La manière dont Nell raconte ça, au jour le jour, avec ses mots de jeune femme et ses émotions en ébullition est particulièrement touchante. La solitude est parfois difficile, l'ennui aussi, tout comme la faim qui commence à les tenailler. Et le passé ne cesse de les harceler dans cet endroit où tout objet leur rappelle ce qu'elles ont perdu, un père et une mère qui les aimaient et les soignaient, les seules personnes qu'elles avaient au monde. Elles s'accrochent à l'espoir que leur père leur a transmis, elles se soutiennent l'une et l'autre comme elles peuvent pour ne pas sombrer dans le découragement et la folie grâce à leur envie de vivre.
Dans la forêt est un roman profondément marquant, qui m'a fait longuement me remettre en question. Je me suis rendue compte que si un jour je ne devais compter que sur moi-même, je n'étais pas particulièrement bien équipée dans la vie pour survivre. Je ne connais rien de très utile en bricolage, en jardinage ou en médecine. Je ne saurais même pas reconnaître une plante comestible d'une autre toxique dans une forêt, ni ne saurais conserver mes aliments pour les rationner, ni planter et entretenir un potager si j'en avais un sous la main. J'imagine que mes ancêtres seraient outrés de savoir ça. Sans la civilisation et sa technologie actuelle à laquelle je suis complètement conditionnée, je serais complètement perdue. Bon, je sais au moins faire un feu, des latrines et un super tipi pour dormir, et je crois que c'est déjà pas mal plus que ce que connaît une grande partie de la population qui m'entoure : merci mes années scouts (haaan, elle a été scoutee ! Ouais, ben en cas d'apocalypse mois j'sais faire des super sièges de toilettes en rondins de bois : deal with it !)

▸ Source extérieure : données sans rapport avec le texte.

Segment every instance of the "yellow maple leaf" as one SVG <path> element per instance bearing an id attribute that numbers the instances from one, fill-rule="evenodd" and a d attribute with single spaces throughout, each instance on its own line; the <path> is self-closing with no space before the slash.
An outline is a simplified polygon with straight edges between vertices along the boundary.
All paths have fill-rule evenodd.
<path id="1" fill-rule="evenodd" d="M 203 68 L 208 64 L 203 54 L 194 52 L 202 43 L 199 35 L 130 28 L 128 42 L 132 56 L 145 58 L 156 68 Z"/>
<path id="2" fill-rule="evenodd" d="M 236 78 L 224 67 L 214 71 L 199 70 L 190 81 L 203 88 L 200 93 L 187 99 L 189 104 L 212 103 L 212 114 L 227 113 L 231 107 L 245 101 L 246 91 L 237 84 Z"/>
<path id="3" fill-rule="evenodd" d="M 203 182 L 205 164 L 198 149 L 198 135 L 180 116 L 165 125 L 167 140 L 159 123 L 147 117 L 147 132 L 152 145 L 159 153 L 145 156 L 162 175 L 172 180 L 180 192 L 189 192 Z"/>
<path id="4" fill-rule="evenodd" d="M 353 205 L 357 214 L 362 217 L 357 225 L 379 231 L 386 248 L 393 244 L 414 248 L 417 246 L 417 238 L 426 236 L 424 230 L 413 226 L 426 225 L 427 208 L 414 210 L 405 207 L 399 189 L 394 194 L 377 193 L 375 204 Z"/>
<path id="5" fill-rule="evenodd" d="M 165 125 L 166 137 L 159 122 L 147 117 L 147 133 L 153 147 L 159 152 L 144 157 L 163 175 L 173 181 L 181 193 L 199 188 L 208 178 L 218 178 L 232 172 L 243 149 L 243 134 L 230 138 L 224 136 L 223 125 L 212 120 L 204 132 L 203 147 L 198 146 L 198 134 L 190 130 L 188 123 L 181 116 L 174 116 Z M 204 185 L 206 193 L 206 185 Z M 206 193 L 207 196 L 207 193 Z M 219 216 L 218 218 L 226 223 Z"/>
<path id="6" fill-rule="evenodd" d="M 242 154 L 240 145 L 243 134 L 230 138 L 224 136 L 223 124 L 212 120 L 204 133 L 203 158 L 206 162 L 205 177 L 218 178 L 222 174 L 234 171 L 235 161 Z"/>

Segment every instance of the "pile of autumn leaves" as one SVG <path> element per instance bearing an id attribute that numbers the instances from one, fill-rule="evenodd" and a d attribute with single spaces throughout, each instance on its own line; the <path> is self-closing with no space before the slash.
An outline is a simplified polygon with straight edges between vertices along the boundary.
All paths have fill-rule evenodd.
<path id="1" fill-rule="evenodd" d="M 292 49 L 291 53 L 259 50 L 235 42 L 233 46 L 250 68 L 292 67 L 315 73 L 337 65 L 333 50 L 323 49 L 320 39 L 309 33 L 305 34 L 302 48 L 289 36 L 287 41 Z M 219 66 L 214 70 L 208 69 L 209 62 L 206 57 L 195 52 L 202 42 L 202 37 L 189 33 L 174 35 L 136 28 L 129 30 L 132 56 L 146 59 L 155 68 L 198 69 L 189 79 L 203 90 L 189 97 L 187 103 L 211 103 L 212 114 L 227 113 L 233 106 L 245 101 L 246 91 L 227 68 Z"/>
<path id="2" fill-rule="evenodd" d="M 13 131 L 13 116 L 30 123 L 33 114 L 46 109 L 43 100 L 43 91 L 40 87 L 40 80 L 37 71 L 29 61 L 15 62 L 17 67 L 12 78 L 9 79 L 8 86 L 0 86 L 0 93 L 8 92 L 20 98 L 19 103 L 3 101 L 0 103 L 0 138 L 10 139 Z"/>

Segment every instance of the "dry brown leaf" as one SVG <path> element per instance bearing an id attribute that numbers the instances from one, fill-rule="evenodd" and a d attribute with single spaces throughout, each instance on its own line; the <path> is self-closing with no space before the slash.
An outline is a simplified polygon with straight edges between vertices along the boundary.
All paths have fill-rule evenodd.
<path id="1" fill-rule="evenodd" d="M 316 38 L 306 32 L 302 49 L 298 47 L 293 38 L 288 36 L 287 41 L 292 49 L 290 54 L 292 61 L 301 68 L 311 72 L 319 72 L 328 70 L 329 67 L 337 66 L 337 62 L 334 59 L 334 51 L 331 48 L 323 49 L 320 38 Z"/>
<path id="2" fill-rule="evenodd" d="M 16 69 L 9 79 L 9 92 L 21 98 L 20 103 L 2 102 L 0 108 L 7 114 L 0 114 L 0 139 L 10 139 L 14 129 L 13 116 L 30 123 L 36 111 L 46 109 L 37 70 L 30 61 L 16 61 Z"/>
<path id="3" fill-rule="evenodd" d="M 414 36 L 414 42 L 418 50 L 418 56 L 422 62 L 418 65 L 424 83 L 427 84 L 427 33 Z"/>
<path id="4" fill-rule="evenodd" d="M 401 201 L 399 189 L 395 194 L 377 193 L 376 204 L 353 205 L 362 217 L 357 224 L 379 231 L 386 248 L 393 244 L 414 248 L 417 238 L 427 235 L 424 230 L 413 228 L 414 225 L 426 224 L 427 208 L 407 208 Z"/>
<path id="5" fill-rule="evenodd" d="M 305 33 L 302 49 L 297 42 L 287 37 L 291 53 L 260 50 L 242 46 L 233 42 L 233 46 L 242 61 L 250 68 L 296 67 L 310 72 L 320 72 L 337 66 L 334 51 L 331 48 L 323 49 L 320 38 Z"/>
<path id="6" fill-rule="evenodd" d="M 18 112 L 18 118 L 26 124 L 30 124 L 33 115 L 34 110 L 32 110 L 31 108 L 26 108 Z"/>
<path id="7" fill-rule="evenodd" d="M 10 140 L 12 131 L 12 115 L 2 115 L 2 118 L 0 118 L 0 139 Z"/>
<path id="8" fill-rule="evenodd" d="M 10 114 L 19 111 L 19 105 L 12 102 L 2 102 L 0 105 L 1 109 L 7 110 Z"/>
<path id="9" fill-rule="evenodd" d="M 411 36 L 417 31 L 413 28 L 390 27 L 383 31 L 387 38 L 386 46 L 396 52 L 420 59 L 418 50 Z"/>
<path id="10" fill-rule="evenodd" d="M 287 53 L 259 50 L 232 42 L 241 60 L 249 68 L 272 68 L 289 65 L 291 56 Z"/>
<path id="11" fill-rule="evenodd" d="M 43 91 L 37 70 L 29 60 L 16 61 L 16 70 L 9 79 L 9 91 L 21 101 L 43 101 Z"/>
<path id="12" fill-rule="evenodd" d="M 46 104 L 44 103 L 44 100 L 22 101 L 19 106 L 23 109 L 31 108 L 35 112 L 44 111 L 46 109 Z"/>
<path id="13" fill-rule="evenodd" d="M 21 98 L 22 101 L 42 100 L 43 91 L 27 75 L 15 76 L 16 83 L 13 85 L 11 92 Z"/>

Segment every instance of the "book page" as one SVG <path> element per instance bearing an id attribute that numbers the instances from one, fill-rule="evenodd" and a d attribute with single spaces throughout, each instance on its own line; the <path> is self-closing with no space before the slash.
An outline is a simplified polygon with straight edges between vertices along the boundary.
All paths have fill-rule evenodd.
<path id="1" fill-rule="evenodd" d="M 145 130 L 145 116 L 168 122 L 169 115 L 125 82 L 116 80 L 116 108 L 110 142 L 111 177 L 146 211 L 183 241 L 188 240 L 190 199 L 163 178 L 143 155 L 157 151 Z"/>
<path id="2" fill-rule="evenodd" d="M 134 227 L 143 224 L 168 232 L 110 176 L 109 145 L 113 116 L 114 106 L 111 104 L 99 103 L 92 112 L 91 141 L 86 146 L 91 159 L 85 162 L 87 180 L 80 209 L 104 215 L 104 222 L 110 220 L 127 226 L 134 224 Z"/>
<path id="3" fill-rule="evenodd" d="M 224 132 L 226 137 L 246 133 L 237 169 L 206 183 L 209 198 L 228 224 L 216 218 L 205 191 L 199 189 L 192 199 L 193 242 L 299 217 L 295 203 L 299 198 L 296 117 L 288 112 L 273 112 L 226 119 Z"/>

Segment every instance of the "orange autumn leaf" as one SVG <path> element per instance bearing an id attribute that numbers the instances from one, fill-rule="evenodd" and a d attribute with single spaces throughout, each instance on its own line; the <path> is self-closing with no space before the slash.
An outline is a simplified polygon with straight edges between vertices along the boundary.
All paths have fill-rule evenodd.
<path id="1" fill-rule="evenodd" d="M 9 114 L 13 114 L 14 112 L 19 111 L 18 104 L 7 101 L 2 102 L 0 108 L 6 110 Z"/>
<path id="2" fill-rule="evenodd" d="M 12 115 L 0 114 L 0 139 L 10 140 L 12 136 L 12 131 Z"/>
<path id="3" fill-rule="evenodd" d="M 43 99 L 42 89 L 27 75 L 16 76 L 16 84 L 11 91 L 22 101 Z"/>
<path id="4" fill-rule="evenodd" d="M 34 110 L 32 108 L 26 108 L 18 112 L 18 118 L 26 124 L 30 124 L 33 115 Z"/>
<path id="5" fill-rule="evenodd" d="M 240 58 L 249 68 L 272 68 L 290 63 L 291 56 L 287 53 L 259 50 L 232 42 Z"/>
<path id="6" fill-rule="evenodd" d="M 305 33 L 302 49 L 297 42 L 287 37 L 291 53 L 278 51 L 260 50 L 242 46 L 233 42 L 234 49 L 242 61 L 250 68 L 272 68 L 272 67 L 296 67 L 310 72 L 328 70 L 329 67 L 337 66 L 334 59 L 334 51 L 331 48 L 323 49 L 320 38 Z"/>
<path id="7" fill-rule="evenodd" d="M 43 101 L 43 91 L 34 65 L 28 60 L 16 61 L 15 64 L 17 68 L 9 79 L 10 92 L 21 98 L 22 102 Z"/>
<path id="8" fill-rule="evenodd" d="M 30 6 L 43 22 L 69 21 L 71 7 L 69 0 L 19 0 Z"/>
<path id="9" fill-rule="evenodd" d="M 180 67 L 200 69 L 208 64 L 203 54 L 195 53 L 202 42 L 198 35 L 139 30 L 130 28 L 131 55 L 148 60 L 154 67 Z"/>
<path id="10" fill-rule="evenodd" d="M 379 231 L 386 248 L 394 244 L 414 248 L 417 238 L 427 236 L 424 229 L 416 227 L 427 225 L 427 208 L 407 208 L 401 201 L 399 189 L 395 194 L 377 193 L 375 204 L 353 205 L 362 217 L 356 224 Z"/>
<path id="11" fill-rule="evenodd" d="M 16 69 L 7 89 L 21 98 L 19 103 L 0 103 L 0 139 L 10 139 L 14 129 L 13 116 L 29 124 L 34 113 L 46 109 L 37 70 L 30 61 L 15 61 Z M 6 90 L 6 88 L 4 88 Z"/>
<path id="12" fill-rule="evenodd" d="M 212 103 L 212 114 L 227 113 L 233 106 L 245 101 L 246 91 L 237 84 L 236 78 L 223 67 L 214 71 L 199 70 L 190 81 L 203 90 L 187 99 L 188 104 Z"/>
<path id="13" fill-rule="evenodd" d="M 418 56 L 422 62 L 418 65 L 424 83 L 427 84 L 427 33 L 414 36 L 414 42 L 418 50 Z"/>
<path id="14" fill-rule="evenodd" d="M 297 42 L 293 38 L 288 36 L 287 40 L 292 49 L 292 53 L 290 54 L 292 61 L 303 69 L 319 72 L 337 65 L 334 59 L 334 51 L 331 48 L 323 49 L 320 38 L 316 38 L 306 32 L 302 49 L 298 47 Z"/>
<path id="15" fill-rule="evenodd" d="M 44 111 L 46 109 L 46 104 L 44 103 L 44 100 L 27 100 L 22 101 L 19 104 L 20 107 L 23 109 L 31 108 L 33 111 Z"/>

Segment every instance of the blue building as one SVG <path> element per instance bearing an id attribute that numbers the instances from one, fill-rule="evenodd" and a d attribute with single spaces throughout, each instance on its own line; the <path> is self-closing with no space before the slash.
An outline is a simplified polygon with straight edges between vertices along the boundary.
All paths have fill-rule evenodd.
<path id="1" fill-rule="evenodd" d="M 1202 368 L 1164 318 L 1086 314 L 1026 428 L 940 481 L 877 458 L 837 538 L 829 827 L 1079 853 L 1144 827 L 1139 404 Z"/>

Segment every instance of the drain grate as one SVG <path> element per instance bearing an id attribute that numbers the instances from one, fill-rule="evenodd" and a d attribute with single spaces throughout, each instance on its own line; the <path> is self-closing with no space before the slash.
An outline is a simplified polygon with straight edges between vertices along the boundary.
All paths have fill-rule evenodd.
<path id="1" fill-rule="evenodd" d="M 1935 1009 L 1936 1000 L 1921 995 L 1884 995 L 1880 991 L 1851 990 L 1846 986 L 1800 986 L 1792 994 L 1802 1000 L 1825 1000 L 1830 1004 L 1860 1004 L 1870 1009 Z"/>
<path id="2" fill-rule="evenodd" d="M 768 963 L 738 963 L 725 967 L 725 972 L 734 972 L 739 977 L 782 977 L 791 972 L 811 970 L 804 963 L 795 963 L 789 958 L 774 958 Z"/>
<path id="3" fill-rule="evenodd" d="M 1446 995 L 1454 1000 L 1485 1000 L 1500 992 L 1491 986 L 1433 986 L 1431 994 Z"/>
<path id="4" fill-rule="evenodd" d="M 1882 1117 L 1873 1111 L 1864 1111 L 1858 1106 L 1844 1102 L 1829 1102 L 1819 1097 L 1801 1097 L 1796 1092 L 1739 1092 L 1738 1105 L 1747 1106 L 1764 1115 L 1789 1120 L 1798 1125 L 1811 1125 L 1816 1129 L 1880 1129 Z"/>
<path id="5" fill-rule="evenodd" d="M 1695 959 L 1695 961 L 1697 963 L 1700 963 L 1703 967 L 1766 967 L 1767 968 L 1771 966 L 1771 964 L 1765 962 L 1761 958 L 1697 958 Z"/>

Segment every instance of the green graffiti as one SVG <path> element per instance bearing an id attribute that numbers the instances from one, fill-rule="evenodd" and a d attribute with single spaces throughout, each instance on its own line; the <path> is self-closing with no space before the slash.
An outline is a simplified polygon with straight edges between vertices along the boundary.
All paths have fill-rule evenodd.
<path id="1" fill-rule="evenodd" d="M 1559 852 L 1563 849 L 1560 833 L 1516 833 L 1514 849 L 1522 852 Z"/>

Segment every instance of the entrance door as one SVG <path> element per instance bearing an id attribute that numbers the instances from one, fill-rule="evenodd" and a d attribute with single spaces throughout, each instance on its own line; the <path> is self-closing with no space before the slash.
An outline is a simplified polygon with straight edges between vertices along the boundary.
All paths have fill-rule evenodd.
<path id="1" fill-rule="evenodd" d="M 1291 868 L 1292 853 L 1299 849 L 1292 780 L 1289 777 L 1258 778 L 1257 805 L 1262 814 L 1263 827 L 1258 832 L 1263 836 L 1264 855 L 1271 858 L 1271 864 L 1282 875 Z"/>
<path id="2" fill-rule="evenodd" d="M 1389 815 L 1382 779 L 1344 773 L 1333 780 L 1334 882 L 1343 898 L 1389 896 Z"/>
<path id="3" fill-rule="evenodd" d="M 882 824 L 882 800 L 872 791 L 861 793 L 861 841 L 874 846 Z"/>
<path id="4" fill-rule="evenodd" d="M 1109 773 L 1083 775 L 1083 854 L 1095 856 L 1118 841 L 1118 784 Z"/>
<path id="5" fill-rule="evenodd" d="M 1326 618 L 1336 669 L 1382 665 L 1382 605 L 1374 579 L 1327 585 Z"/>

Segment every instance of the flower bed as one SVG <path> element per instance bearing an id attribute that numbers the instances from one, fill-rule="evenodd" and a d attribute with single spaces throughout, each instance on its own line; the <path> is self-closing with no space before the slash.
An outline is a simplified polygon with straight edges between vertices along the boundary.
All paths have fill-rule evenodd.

Il m'a aussi fait me questionner sur la nécéssité de tout ce qui nous entoure pour être heureux. On amasse, on collectionne, on se définit par nos objets du quotidien et ce qu'on peut acheter ou obtenir, on ne se satisfait plus du reste : des autres, la famille, les amis, et des plaisirs simples.

Même si c'est de la fiction, ce qui est sûr c'est qu'en période de fin du monde, j'aimerais bien avoir une Nell et une Eva à mes côtés.